A mental health nurse convicted of making indecent images of a child has been struck off.
A panel ruled Maartijn Stephenson could put patients at an “unwarranted risk of harm” if he was allowed to continue practising.
The Nursing and Midwifery Council (NMC) hearing was told he pleaded guilty to possessing over 40 images last July, after admitting to buying indecent videos before he qualified as a nurse in 2010.
It heard how the DVDs, bought between 2006 and 2008, contained images of children that were indecent.

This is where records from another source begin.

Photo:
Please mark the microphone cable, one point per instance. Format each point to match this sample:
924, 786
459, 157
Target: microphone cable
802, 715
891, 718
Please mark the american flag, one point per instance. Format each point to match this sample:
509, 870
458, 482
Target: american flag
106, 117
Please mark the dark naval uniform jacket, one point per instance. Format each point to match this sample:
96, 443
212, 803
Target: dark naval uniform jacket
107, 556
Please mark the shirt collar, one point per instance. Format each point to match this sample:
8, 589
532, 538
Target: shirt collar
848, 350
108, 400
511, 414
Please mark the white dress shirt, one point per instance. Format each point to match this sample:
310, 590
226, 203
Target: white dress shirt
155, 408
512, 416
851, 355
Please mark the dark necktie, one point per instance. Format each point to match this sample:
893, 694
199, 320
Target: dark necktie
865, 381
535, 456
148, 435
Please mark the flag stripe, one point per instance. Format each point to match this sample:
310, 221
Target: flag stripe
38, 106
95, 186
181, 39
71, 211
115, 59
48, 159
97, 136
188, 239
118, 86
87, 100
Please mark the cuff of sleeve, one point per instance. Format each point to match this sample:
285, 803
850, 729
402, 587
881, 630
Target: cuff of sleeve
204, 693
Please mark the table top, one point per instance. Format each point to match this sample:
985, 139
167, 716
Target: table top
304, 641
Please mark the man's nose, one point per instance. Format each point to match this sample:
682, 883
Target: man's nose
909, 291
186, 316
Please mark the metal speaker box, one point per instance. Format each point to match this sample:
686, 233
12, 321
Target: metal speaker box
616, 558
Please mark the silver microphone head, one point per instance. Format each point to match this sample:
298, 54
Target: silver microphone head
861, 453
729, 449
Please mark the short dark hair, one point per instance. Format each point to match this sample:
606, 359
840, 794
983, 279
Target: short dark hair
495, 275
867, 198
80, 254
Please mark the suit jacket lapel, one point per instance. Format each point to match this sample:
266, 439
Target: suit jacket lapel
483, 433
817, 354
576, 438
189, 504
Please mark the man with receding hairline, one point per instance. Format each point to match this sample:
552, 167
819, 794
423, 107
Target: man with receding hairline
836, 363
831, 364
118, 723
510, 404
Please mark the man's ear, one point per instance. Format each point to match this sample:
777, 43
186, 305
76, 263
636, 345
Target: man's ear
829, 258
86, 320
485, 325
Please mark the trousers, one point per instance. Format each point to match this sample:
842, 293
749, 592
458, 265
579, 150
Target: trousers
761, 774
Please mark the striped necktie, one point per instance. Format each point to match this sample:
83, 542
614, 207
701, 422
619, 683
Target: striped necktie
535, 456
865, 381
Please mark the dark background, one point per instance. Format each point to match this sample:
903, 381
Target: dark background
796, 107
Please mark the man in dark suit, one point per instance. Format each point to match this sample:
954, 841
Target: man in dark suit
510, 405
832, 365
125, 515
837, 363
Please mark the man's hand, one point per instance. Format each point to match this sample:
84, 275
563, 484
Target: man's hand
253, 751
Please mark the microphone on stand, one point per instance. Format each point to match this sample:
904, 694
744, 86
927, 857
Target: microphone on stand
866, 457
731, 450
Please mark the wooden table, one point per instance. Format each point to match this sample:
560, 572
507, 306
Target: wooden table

When he was arrested, he claimed the footage showed a “mix of naturalist style and coming of age genre of film.”
He was spared jail at Hartlepool Magistrates’ Court, but placed on the Sex Offenders Register for five years.
Now the NMC has ruled the only “appropriate and proportionate sanction” to protect the public is to strike him off.

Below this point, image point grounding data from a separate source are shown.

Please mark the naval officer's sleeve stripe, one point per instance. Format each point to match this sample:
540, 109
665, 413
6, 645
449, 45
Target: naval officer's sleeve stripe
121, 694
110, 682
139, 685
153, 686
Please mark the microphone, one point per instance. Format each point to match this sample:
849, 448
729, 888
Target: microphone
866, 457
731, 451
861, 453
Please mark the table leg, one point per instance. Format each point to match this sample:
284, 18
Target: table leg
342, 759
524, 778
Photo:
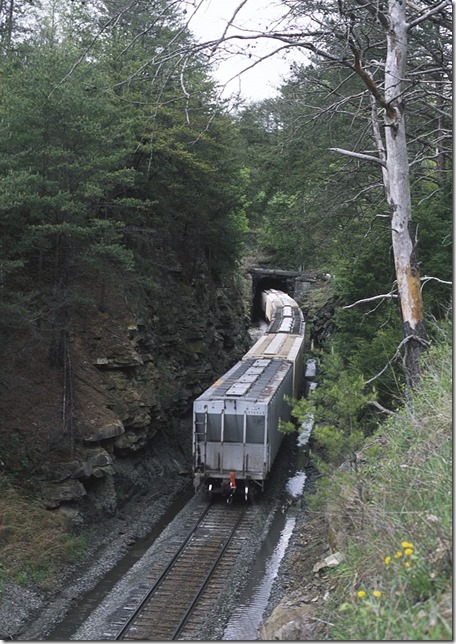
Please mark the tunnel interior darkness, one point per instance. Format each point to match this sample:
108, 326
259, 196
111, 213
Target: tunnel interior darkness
262, 284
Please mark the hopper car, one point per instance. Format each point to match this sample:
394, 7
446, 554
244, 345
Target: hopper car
236, 434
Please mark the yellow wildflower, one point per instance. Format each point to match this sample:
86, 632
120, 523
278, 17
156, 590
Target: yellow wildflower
407, 544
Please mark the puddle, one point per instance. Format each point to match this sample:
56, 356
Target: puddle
89, 602
247, 617
295, 485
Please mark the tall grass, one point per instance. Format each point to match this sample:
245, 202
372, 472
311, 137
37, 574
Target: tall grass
34, 542
396, 580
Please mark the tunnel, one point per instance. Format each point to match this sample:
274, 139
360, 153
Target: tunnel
262, 283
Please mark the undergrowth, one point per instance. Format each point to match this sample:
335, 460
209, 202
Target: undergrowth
34, 542
390, 513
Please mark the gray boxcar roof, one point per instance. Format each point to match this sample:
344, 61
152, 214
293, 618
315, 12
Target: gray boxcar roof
254, 380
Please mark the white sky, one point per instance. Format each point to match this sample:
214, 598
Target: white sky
261, 82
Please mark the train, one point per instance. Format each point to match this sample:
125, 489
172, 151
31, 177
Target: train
236, 434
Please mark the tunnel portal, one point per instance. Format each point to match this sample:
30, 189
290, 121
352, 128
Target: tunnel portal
295, 283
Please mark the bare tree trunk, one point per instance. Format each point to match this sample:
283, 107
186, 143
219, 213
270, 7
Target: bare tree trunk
398, 192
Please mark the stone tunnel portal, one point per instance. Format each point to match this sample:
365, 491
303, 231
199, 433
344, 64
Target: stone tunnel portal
295, 283
262, 283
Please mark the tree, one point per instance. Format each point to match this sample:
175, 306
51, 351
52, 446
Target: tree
371, 40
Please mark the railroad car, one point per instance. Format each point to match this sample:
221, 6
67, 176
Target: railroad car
282, 313
282, 346
235, 426
236, 421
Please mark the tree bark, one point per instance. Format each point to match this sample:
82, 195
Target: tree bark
398, 192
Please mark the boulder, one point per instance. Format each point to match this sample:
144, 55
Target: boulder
56, 493
104, 432
290, 623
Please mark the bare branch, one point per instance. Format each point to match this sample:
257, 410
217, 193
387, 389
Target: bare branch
359, 155
429, 13
371, 299
396, 355
428, 278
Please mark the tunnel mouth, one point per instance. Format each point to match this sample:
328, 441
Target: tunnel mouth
262, 284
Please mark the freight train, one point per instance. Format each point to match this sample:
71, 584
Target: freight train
236, 433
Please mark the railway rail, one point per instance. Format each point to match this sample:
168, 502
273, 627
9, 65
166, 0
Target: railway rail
176, 603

The Edinburgh-based panel, which also said Stephenson could not reapply for five years, heard he has no desire to return to nursing.
Stephenson was caught on February 10, 2015 when he was arrested and detained in custody by Hartlepool Police.
Just over a fortnight later, he self-referred to the NMC in an email stating: “I have recently been arrested and am part of a police investigation but have not yet received any convictions or cautions at this time.
“My employer is also conducting an investigation and I am currently suspended from my duty as part of this.”
He was ultimately handed a community order for his crimes.
And striking him off the register, the panel stated: “Taking into account the extremely serious nature of the offences and the lack of evidence of any steps taken to remediate his offending behaviour, the panel concluded that there is a risk that Mr Stephenson is liable in future to place patients at unwarranted risk of harm, bring the profession into disrepute and breach fundamental tenets of the nursing profession.
“Due to the nature and seriousness of the conviction and the fact that it is damaging to the reputation of the profession, the panel considered that the damage is difficult to remediate.”